🤖 AI Summary
Efficient fine-tuning of large language models (LLMs) for multi-task scenarios remains challenging under parameter and memory constraints, particularly in balancing cross-task knowledge sharing with task-specific adaptation.
Method: We propose Bayesian Hierarchical Low-Rank Adaptation (BHLora), a novel framework that introduces a Bayesian hierarchical prior over low-rank adaptation modules. This prior enables few-shot tasks to leverage structural knowledge from related tasks while allowing data-rich tasks to retain sufficient specialization. BHLora integrates Bayesian hierarchical modeling, low-rank matrix decomposition, and multi-task learning, employing scalable variational inference for posterior estimation.
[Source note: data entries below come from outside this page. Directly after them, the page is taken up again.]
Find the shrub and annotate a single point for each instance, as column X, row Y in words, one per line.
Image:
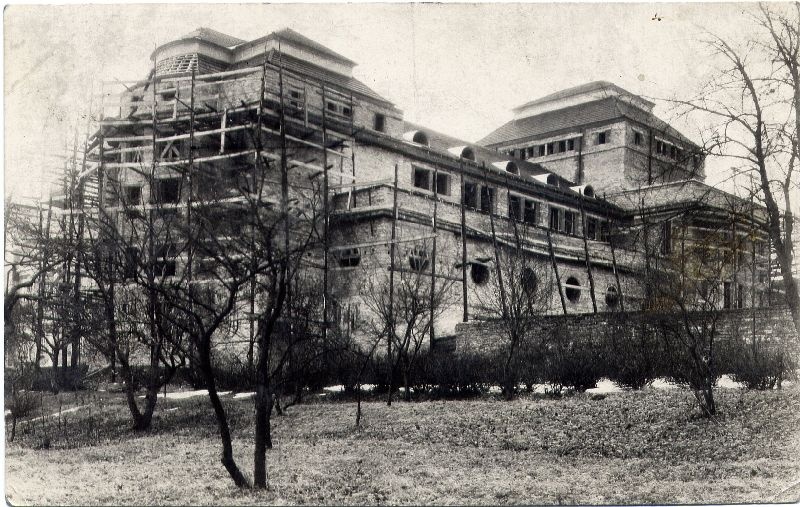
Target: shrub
column 572, row 362
column 757, row 365
column 631, row 355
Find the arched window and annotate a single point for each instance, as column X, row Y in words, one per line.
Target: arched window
column 612, row 297
column 418, row 259
column 573, row 291
column 479, row 273
column 420, row 137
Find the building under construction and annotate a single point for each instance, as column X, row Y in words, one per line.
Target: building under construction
column 586, row 181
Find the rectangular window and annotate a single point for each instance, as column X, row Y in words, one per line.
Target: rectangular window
column 380, row 122
column 132, row 195
column 339, row 109
column 487, row 199
column 605, row 231
column 296, row 99
column 166, row 191
column 555, row 219
column 666, row 238
column 591, row 228
column 726, row 293
column 470, row 198
column 569, row 222
column 422, row 178
column 530, row 212
column 442, row 183
column 514, row 203
column 164, row 264
column 131, row 263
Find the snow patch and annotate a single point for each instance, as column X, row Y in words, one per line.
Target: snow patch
column 605, row 386
column 727, row 382
column 662, row 383
column 182, row 395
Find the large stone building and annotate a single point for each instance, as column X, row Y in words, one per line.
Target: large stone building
column 602, row 189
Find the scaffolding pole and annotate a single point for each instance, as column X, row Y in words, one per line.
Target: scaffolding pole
column 498, row 266
column 325, row 227
column 433, row 256
column 586, row 255
column 555, row 270
column 463, row 244
column 391, row 290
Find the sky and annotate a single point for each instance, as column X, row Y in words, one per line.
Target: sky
column 458, row 69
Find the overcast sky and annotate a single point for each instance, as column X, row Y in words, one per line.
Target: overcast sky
column 458, row 69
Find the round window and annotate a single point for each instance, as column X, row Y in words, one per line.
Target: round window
column 573, row 289
column 480, row 274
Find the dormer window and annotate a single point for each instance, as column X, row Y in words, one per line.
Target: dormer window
column 380, row 122
column 339, row 108
column 420, row 138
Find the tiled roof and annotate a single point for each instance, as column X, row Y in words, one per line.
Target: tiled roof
column 552, row 122
column 214, row 37
column 442, row 143
column 288, row 34
column 578, row 90
column 318, row 73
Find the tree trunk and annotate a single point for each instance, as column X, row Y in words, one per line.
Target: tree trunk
column 222, row 419
column 263, row 439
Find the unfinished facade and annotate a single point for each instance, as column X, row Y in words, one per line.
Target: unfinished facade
column 587, row 182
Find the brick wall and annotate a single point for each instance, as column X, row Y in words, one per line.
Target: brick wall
column 772, row 325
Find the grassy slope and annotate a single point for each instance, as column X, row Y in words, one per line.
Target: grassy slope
column 634, row 447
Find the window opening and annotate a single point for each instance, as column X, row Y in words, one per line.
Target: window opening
column 422, row 178
column 514, row 203
column 442, row 183
column 479, row 273
column 380, row 122
column 470, row 195
column 349, row 257
column 573, row 291
column 487, row 199
column 612, row 297
column 418, row 259
column 530, row 212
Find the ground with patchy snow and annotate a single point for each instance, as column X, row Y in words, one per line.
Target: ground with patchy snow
column 628, row 447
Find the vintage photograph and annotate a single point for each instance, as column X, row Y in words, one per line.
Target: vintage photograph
column 402, row 253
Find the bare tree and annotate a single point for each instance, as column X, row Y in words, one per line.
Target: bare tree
column 518, row 304
column 406, row 316
column 751, row 104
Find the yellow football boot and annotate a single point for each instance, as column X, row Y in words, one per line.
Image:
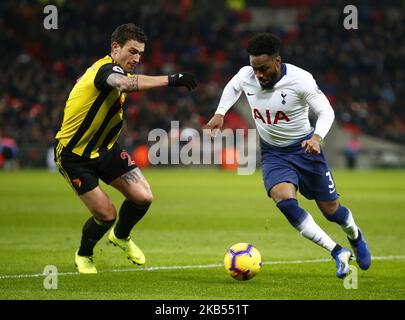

Contribution/Results: BHLora overcomes the trade-off inherent in conventional LoRA—either single-task fine-tuning or uniform joint fine-tuning—by enabling adaptive, task-aware parameter sharing. On standard multi-task benchmarks, it achieves significantly lower perplexity and superior generalization compared to both independent and joint fine-tuning baselines, while maintaining parameter count and GPU memory overhead comparable to standard LoRA.
📝 Abstract
This paper introduces Bayesian Hierarchical Low-Rank Adaption (BoRA), a novel method for finetuning multi-task Large Language Models (LLMs). Current finetuning approaches, such as Low-Rank Adaption (LoRA), perform exeptionally well in reducing training parameters and memory usage but face limitations when applied to multiple similar tasks. Practitioners usually have to choose between training separate models for each task or a single model for all tasks, both of which come with trade-offs in specialization and data utilization. BoRA addresses these trade-offs by leveraging a Bayesian hierarchical model that allows tasks to share information through global hierarchical priors. This enables tasks with limited data to benefit from the overall structure derived from related tasks while allowing tasks with more data to specialize. Our experimental results show that BoRA outperforms both individual and unified model approaches, achieving lower perplexity and better generalization across tasks. This method provides a scalable and efficient solution for multi-task LLM finetuning, with significant practical implications for diverse applications.